Probability P of being completely detected by correct measurementDProbability mass function versus event theta with spurious measurementsiSolving to obtain
Here, the definition
The state and covariance updates were performed using first order EKFs.
And S32, performing track management by adopting a logic method, establishing association constraint, completing multi-frame target association and tracking, and obtaining the ship target track.
The specific steps can be as follows:
s321, under the PDA frame, using χ with degree of freedom of 22Distributed random variablesDesigning an elliptic wave gate if the measurement Z (k +1) of the target in the geographic coordinate system meets the requirement
The measurement is deemed to be within the target wave gate.

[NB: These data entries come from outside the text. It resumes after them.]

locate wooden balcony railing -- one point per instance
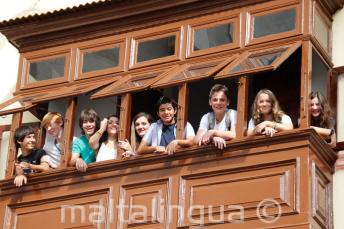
(279, 182)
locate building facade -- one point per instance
(73, 58)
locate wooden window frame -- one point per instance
(72, 90)
(268, 8)
(113, 89)
(317, 11)
(141, 37)
(291, 48)
(27, 105)
(46, 55)
(98, 46)
(168, 79)
(209, 22)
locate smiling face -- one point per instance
(166, 113)
(141, 125)
(88, 126)
(112, 127)
(264, 104)
(315, 107)
(219, 102)
(53, 128)
(28, 143)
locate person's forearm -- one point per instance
(145, 149)
(41, 168)
(186, 142)
(227, 135)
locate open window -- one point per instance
(41, 70)
(15, 104)
(95, 59)
(131, 82)
(252, 62)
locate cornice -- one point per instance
(84, 23)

And S322, performing track management, wherein when the track is started, if 3 effective measurements exist in 4 scans, the temporary track is changed into a determined track, in the existing track, if no measurement is updated for L continuous moments from a certain moment, the track is considered to be terminated, if the number of the continuous moments is less than L, the track is considered to be missed for detection, and the state is updated by using a predicted value.

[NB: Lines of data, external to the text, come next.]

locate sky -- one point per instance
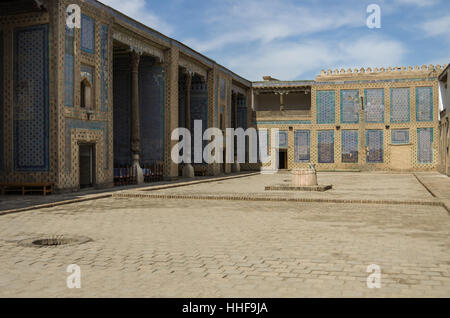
(296, 39)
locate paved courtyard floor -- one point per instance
(151, 247)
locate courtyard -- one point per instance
(242, 247)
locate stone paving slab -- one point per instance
(19, 203)
(195, 248)
(350, 187)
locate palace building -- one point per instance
(81, 107)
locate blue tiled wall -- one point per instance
(151, 110)
(31, 99)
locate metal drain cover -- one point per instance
(53, 241)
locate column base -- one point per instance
(139, 171)
(188, 171)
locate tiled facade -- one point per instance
(397, 130)
(64, 87)
(444, 127)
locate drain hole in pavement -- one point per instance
(52, 241)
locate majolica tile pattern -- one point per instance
(31, 99)
(349, 106)
(1, 101)
(302, 145)
(374, 105)
(325, 107)
(424, 103)
(326, 146)
(374, 146)
(151, 110)
(400, 105)
(400, 136)
(425, 140)
(350, 146)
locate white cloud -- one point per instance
(266, 21)
(437, 27)
(138, 10)
(419, 3)
(287, 61)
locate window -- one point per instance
(302, 146)
(349, 106)
(374, 110)
(425, 145)
(326, 146)
(400, 105)
(283, 139)
(400, 136)
(349, 140)
(374, 146)
(424, 103)
(87, 34)
(325, 106)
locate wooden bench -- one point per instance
(24, 188)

The ship target tracking method of the sequence remote sensing image under the condition of the cloud fragmentation provided by the embodiment of the invention comprises the following steps: acquiring a remote sensing sequence image based on a preset satellite, and preprocessing and detecting the remote sensing sequence image to obtain a ship target; based on the ship target, performing combined positioning and correction on the ship target position according to the high-precision coastline data and the AIS data to obtain an object coordinate of the ship target; according to the object space coordinates of the ship target, tracking the ship target, establishing a ship target model, using a geographical coordinate transfer equation based on a midsplit navigation method, adopting a PDA frame to carry out track filtering, completing multi-frame association and track extraction, and obtaining a ship target track. The ship target tracking method based on the sequence remote sensing images can directly track the ship target of the remote sensing images based on the measured data, the technical problem that the false alarm rate of scene targets with more broken clouds is too high is solved, the tracking accuracy is improved, the ship target tracking method based on the sequence remote sensing images has the advantages of being accurate in tracking, wide in application range, good in practical effect and the like, and the ship target tracking method based on the sequence remote sensing images can be directly used for solving the problem of broken cloud scene target tracking in actual satellite remote sensing data processing. A multi-dimensional and multi-stage ship target tracking algorithm is designed, so that the false alarm rate of the ship target under the condition of cloud breaking can be reduced, and the target tracking accuracy is improved.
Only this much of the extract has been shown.